Long-Term, Store-Front Robotics: Interactive Music for Robotic Arm, Caxixi and Frame Drums

The integration of interactive music systems and robotic musicianship into commercial retail environment is a largely under-explored area [1]. More commonly, such systems have been confined to laboratory settings or specific art installations and performances, where the controlled conditions differ vastly from the unpredictability and diversity of the real world [2]. Robotic musicians however have extensive potential in the real-world to engage with a range of audiences.

This project centers around a three-week-long interactive in-store installation featuring a UR3 industrial cobot (collaborative robot) arm, custom-built frame drums, and an adaptive music generation system. The store front was in the city center of Sydney, Australia at AESOP, Pitt St.
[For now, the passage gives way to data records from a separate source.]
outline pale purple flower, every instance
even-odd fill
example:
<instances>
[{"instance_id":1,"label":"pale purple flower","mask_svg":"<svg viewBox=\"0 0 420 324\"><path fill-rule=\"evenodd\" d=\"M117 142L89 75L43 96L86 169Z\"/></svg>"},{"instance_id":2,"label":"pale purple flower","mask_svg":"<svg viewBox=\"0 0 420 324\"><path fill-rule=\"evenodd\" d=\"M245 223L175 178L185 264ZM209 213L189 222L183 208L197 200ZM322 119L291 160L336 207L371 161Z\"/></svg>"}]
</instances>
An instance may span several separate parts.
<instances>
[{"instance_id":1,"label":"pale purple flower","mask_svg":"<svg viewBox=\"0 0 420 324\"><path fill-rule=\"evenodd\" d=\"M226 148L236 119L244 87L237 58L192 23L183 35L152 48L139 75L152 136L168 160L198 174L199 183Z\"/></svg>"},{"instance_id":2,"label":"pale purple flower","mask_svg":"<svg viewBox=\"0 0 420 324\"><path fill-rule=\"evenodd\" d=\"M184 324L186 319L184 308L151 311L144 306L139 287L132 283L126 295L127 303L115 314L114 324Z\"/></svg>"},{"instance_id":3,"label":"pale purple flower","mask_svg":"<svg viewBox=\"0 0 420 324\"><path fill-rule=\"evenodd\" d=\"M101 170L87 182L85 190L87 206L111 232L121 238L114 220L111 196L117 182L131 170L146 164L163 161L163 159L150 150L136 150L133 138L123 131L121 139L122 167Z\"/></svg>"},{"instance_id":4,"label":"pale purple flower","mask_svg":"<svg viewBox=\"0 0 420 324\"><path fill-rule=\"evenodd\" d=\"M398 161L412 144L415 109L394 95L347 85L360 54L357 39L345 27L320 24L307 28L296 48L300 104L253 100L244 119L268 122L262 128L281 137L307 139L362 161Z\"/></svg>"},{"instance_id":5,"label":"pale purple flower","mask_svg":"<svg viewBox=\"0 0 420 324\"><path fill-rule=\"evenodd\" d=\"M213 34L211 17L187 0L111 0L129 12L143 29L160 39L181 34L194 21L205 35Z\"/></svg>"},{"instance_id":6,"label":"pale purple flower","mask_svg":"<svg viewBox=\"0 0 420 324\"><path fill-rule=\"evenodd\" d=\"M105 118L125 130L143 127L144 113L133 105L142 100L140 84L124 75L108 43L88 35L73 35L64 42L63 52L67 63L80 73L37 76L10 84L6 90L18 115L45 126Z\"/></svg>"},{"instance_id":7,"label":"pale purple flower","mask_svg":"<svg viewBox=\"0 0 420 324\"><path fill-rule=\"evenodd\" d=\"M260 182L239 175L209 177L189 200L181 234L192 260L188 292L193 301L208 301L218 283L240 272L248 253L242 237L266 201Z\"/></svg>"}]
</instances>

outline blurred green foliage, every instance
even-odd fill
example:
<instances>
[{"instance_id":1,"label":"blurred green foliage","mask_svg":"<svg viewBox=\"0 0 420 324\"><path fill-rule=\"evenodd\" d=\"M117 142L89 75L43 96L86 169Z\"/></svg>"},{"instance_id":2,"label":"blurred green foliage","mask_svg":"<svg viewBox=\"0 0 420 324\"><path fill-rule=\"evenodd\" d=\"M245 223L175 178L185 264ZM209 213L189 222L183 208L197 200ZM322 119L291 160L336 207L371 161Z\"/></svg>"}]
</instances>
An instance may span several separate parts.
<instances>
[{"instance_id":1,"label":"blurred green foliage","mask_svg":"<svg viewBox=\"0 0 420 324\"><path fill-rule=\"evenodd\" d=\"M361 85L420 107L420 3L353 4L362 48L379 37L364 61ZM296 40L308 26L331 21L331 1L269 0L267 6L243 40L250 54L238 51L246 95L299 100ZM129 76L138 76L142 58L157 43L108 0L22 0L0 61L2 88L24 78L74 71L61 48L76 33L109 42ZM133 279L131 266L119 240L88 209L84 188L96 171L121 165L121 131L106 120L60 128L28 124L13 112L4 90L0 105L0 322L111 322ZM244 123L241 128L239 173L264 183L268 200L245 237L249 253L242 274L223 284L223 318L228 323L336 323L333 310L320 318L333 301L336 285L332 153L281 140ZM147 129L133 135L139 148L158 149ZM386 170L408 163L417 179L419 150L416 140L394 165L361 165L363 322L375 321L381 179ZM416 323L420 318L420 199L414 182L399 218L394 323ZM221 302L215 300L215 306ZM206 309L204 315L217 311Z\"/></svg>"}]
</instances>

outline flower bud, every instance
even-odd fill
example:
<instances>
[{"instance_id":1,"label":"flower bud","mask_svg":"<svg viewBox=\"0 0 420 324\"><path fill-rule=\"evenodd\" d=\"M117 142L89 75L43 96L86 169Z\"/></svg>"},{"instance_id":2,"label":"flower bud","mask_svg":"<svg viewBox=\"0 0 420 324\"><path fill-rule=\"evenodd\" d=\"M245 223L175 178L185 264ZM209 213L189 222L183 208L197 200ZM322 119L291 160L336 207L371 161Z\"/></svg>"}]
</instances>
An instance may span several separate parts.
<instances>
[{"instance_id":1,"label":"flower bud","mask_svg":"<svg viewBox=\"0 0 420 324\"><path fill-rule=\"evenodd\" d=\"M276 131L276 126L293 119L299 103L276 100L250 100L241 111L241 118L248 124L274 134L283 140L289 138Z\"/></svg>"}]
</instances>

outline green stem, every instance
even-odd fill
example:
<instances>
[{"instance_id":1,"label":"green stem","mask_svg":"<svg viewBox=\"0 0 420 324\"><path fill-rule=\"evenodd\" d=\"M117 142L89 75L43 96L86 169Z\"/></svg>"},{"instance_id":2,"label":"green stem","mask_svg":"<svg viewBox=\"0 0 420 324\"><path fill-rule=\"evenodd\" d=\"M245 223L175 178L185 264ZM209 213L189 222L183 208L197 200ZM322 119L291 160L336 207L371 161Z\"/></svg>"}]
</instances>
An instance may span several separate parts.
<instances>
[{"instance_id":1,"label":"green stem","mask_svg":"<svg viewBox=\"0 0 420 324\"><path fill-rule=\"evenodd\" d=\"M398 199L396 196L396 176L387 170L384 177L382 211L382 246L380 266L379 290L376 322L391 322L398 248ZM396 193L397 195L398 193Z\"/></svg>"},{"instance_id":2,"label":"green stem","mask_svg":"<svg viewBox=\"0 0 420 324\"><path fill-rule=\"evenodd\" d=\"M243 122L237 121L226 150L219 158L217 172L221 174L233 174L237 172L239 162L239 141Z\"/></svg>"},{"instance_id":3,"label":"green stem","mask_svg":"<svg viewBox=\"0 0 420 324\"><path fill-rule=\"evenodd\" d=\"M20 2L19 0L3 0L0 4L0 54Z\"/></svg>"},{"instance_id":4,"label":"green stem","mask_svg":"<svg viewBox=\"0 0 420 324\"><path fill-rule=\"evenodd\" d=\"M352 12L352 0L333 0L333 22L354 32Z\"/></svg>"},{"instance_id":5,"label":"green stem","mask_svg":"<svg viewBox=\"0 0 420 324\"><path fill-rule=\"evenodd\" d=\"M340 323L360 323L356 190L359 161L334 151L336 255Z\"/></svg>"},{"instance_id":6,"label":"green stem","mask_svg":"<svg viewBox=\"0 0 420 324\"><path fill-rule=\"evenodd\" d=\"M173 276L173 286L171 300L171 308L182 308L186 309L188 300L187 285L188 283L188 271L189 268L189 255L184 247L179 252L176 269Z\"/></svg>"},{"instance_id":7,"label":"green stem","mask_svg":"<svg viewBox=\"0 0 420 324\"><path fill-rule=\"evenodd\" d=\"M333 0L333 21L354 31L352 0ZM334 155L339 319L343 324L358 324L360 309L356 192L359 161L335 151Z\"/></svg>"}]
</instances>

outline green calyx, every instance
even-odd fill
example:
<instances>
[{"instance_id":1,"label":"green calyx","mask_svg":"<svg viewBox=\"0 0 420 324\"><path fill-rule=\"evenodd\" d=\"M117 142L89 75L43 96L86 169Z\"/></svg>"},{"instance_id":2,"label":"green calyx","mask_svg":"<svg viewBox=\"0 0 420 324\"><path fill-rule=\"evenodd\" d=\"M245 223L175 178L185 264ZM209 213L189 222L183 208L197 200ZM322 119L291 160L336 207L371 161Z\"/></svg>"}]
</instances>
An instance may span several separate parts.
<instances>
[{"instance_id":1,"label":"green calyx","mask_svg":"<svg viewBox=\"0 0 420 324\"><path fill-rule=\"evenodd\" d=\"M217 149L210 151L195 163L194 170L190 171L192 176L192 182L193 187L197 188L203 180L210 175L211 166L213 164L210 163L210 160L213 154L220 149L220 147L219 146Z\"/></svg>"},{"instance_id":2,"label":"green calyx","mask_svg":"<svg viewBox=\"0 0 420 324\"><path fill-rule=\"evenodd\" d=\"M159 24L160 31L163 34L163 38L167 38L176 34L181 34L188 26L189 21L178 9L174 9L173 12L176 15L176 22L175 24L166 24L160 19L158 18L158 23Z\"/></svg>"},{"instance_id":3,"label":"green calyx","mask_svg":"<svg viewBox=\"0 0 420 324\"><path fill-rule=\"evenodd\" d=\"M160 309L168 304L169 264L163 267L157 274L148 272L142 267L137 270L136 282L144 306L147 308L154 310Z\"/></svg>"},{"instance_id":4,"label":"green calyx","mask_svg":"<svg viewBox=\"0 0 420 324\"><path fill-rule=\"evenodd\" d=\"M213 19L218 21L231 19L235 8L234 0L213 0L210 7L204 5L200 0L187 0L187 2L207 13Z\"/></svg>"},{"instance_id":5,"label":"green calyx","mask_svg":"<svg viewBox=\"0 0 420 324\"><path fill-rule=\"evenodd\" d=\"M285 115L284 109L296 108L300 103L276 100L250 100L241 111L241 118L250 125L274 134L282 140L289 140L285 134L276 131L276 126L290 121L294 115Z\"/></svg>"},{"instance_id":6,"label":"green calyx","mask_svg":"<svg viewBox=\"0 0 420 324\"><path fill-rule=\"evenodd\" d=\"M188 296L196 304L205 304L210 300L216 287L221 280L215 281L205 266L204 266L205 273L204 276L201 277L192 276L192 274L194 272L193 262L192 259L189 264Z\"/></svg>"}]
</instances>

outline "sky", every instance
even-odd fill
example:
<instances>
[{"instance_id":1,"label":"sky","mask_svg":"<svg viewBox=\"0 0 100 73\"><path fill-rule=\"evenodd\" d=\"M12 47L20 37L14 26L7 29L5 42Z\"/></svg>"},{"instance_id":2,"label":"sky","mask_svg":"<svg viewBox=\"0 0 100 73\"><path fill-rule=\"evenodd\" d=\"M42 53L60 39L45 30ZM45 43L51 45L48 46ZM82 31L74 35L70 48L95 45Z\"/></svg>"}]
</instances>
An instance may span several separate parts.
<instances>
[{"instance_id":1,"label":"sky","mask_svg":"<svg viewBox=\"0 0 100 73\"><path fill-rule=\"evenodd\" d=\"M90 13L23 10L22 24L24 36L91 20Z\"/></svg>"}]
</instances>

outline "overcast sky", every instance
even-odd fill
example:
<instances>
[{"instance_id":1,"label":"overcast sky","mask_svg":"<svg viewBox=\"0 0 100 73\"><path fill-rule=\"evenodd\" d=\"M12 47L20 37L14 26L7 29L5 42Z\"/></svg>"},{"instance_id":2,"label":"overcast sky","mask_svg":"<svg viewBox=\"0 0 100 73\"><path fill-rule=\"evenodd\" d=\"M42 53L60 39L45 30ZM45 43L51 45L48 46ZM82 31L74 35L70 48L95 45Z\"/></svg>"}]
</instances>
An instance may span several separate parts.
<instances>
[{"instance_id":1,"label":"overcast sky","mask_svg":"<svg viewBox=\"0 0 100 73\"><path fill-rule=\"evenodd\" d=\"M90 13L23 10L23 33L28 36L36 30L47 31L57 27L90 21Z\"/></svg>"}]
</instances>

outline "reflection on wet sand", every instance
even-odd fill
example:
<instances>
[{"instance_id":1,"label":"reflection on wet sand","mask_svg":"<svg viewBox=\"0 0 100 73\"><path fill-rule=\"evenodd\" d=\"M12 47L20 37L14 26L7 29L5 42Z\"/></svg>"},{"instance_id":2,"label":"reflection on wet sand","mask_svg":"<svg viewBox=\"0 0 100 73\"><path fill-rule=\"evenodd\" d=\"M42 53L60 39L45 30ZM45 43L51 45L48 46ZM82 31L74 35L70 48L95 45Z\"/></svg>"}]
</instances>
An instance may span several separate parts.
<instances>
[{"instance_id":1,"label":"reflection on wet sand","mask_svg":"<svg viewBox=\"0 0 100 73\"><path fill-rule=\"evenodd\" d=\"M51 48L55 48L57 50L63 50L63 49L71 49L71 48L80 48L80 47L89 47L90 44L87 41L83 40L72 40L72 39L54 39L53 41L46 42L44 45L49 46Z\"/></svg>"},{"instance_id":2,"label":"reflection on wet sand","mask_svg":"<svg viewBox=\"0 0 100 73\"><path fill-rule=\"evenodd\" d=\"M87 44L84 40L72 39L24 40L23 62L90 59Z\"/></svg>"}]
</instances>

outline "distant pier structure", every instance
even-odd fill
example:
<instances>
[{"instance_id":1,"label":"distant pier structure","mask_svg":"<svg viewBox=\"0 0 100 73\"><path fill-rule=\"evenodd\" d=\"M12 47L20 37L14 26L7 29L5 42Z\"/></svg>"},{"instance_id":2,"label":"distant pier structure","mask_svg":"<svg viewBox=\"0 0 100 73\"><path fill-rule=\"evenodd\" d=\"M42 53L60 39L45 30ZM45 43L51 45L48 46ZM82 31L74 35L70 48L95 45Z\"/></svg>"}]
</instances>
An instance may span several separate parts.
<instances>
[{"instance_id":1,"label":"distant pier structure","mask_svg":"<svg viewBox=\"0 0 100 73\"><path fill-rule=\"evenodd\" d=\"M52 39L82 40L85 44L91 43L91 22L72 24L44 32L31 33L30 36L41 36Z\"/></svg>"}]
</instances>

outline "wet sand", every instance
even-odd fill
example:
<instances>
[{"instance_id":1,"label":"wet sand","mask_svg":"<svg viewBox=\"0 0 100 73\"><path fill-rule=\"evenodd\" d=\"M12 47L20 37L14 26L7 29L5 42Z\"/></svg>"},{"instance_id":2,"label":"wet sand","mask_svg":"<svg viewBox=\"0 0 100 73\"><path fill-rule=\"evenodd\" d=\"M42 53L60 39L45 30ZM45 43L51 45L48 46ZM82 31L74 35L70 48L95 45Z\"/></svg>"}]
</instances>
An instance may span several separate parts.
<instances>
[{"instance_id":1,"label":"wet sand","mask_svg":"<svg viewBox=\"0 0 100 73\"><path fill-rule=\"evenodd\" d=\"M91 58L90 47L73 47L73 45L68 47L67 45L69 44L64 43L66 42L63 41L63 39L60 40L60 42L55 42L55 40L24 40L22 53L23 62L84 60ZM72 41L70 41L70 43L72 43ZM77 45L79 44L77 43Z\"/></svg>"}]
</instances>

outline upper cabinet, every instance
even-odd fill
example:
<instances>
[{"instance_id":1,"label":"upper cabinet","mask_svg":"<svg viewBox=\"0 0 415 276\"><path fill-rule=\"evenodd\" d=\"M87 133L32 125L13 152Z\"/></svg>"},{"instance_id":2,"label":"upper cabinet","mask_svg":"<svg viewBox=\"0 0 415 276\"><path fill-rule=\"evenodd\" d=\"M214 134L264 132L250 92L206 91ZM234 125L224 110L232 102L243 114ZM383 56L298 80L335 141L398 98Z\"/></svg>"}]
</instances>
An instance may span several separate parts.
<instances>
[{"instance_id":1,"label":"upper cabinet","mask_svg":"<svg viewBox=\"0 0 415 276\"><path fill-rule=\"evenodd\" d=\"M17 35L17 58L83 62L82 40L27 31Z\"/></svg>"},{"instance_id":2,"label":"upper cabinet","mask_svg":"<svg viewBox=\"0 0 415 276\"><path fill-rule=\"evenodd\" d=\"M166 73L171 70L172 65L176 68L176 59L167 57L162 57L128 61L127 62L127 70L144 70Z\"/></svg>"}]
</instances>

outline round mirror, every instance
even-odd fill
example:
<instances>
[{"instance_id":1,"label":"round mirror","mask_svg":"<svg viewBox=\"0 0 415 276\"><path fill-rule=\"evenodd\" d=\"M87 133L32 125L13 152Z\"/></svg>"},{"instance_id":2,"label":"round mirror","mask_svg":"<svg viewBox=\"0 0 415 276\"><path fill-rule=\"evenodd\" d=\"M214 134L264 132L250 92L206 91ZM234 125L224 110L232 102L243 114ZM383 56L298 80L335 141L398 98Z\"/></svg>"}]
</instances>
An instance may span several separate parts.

The installation was designed to interact with the ambient soundscape of the store, creating a dynamic and engaging musical experience for patrons. This paper demonstrates the technical feasibility of such an integration and also explores the artistic and commercial implications of embedding interactive robotic musicianship within a retail environment.

This project’s core contributions include the development of a robotic arm integrated with actuated frame drums to forge a distinctive musical instrument, deploying interactive music to elevate the commercial store’s ambiance, and showcasing the robotic system’s resilience through its uninterrupted operation for a three-week span. Crucially, the project navigated the retail environment’s unique challenges by prioritizing system reliability to avoid any disruptions or negative impacts on the customer experience.

We also delve into the critical outcomes and reflections arising from the deployment of our interactive music system in a commercial context. Central to our discourse are the pivotal themes of system reliability, the nuanced dynamics of human-robot interaction within the retail sphere, and the implications of robotic agency as perceived by store staff and patrons. We finally explore the strategic design choices that underpinned the system’s integration into the retail environment, ensuring its alignment with the store’s brand identity while enhancing the customer experience.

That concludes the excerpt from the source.